From: Ingo Molnar on

* Ingo Molnar <mingo(a)elte.hu> wrote:

> - Create a 'deep idle' mode that suspends. This, if all constraints
> are met, is triggered by the scheduler automatically: just like the other
> idle modes are triggered currently. This approach fixes the wakeup
> races because an incoming wakeup event will set need_resched() and
> abort the suspend.
>
> ( This mode can even use the existing suspend code to bring stuff down,
> therefore it also solves the pending timer problem and works even on
> PC style x86. )

Note that this does not necessarily have to be implemented as 'execute suspend
from the idle task' code: scheduling from the idle task, while can certainly
be made to work, is a somewhat recursive concept that we might want to avoid
for robustness reasons.

Instead, the 'deepest idle' (suspend) method could consist of a wakeup of a
kernel thread (or of any of the existing kernel threads such as the migration
thread) - which kernel thread then does a race-free suspend: it offlines all
but one CPU [on platforms that need that] and then initiates the suspend - but
aborts the attempt if there's any sign of wakeup activity.

Thanks,

Ingo
--
To unsubscribe from this list: send the line "unsubscribe linux-kernel" in
the body of a message to majordomo(a)vger.kernel.org
More majordomo info at http://vger.kernel.org/majordomo-info.html
Please read the FAQ at http://www.tux.org/lkml/
From: Linus Torvalds on


On Fri, 4 Jun 2010, Ingo Molnar wrote:
>
> What you say is absolutely true, hence this would be driven via sched_tick() +
> TIF notifiers - i.e. only ever treat user-mode tasks as 'idle-able'. This can
> be done with no overhead to the regular fastpaths.
>
> The TIF notifier would be the one scheduling to idle - and would thus do it
> only to user-mode tasks.

The thing is, unless there is some _really_ deep other reason to do
something like this, I still think it's total overdesign to push any
knowledge/choices like this into the scheduler. I'd rather keep things way
more independent, less tied to each other and to deep kernel subsystems.

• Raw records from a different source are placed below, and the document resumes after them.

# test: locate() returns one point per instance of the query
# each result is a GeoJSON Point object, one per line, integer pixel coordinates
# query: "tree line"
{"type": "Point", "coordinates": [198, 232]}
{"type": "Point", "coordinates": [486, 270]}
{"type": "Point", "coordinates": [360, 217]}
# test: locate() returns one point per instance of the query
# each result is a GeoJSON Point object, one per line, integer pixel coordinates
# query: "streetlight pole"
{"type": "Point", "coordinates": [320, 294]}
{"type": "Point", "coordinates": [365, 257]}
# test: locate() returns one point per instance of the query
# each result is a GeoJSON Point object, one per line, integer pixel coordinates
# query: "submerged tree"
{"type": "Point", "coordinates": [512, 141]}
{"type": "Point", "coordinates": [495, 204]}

IOW, my personal opinion is that somethng like a suspend (blocker or not)
decision simply shouldn't be important enough to be tied into the
scheduler. Especially not if it could just be its own layer.

That said, as far as I know, the Android people have mostly been looking
at the suspend angle from a single-core standpoint. And I'm not at all
convinced that they should hijack the existing "/sys/power/state" thing
which is what I think they do now.

And those two things go together. The /sys/power/state thing is a global
suspend - which I don't think is appropriate for a opportunistic thing in
the first place, especially for multi-core.

A well-designed opportunistic suspend should be a two-phase thing: an
opportunistc CPU hotunplug (shutting down cores one by one as the system
is idle), and not a "global" event in the first place. And only when
you've reached single-core state should you then say "do I suspend the
system too".

So I've tried to look a bit at the patches, and my admittedly rough
comments so far is

- I really do prefer the "off to the side" approach that the current
google opportunistic suspend patches have. As mentioned, I don't think
this should be deep in the scheduler. Not at all.

- I do think there are possibly races and CPU idle issues there, but I
think they are mainly for the multi-core thing. And I think that's a
totally separate issue. Or it _should_ be.

- once you're single-core (whether because you never had more cores to
begin with, or because the "opportunistic CPU offlining" has taken down
the other cores), I think the suspend-blocker is fine as a concept, and
certainly shouldn't need any deep scheduler hooks.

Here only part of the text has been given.